HLA-DQ5 dosage effects and allele competition stratify disease risk

Given that HLA-DQA1*01-encoded alpha chains can heterodimerize with either HLA-DQB1*05- or 06-encoded beta chains, giving rise to DQ molecules with distinct binding profiles⁵⁴ (Supplementary Fig. 6), we investigated whether alterations in disease risk could occur in double-DQ1 heterozygotes, as reported for narcolepsy, where allele competition of other DQ1 molecules occurs with the DQ0602 heterodimer.⁵⁵ As predicted, we observed reduced frequency of trans-located DQB1*06 (DQ6, non-IgLON5-susceptibility associated DQ1 haplotypes) in patients versus controls (Table 3). Furthermore, age at disease onset was lowest in patients homozygous for DQB1*05 (DQ5/DQ5), moderate for heterozygous carriers of DQ5 with non-competing haplotypes (DQ5/other) and oldest in DQ5/DQ6 heterozygotes [Fig. 2D and Supplementary Fig. 5A, B(v–viii) and C(ii)], suggesting that competition with non-susceptibility DQ1 alleles modulates age of onset. While onset occurred significantly earlier in DQ5/DQ5 [Fig. 2D(i) and DQ5/other [Fig. 2D(ii)] subjects compared with non-DQ5 carriers [Fig. 2D(iv)], this effect was abrogated when DQ5 was inherited together with DQ6 [Fig. 2D(iii)]. Altogether, these observations further support a functional role of HLA-DQ5 in the development of anti-IgLON5 disease and suggest that rank-wise and dosage-dependent effects stratify disease risk.

Deamidation of N-glycosylation sites in the Ig2 domain primes IgLON5 peptide immunogenicity

To identify potential immunogenic IgLON5 peptides acting as T-cell auto-antigens, we derived 15-mer peptides (with 11-mer overlaps between peptides) encompassing the entire length of the IgLON5 protein (Fig. 3A and Supplementary Table 3) and screened these for binding (Fig. 3B) to all risk-associated HLA-DQ5 molecules: HLA-DQA1*01:05-B1*05:01 [Fig. 3C(i)], DQA1*01:01-B1*05:01 [Fig. 3C(ii)] and DQA1*01:04-B1*05:03 [Fig. 3C(iii)], as well as to DRA1*01:01-DRB1*10:01 [Fig. 3C(iv)].

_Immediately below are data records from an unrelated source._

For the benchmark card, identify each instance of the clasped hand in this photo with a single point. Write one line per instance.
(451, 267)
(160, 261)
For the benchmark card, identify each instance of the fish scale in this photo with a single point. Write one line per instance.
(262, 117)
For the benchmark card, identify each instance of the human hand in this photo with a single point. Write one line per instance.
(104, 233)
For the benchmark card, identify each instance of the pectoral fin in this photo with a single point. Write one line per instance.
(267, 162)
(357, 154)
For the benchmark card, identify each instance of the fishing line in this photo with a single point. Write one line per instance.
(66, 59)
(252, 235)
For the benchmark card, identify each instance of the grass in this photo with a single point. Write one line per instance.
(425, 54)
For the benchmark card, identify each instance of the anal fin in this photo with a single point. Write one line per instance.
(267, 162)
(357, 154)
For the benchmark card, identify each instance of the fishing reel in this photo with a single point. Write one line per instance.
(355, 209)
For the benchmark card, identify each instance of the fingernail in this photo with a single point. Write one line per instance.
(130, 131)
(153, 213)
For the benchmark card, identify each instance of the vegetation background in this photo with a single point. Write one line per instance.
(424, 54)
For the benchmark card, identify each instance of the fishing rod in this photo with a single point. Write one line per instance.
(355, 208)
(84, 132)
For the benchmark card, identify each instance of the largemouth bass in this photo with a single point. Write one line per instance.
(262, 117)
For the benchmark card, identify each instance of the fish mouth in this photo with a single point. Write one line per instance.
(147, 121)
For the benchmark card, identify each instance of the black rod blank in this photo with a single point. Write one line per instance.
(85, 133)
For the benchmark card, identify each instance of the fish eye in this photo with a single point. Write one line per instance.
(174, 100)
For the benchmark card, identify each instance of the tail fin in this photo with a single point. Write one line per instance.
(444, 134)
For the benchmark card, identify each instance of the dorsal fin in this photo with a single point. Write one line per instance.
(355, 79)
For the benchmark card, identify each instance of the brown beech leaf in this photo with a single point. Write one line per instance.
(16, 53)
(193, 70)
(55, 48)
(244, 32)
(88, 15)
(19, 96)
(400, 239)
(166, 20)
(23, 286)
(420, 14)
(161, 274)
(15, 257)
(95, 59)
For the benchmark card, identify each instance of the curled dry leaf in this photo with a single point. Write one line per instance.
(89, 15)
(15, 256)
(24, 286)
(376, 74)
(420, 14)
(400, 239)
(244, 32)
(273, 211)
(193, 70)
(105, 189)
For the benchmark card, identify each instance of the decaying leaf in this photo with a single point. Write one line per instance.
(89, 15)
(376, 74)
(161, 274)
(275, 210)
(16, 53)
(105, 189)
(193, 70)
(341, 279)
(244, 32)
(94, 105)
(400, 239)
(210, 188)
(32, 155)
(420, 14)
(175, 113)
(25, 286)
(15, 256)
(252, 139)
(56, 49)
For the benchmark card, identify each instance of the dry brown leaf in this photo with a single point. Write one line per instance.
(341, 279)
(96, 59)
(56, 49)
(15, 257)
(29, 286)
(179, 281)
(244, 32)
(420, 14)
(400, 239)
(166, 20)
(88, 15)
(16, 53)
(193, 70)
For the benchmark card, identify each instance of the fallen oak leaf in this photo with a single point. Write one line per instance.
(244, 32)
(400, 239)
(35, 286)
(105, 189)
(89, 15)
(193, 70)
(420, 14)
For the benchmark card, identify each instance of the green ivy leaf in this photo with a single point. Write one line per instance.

In line with observations from other autoimmune diseases that show preferential immunogenic binding of peptides in PTM form,³⁰ we investigated possible modifications of IgLON5 (Fig. 3A). Computational predictions suggested that several serine, threonine and tyrosine residues could be phosphorylated,^47,48 and several asparagine residues N-linked glycosylated⁴⁹ (Fig. 3A). Notably, mass spectrometry confirmed several N-glycosylation sites in homologous IgLON peptides,⁵⁰ consistent with previous work.⁵⁶ Similarly, asparagine and glutamine can also be chemically deamidated as a result of protein ageing, which is a possibility, considering that the half-life of surface-expressed IgLON5 is over 3 days in vitro and could be higher in neurons.^57-60 We computationally predicted binding of these modified forms of IgLON5 to HLA molecules and subsequently narrowed down 124 15-mer peptides that we further tested using in vitro competition binding assay.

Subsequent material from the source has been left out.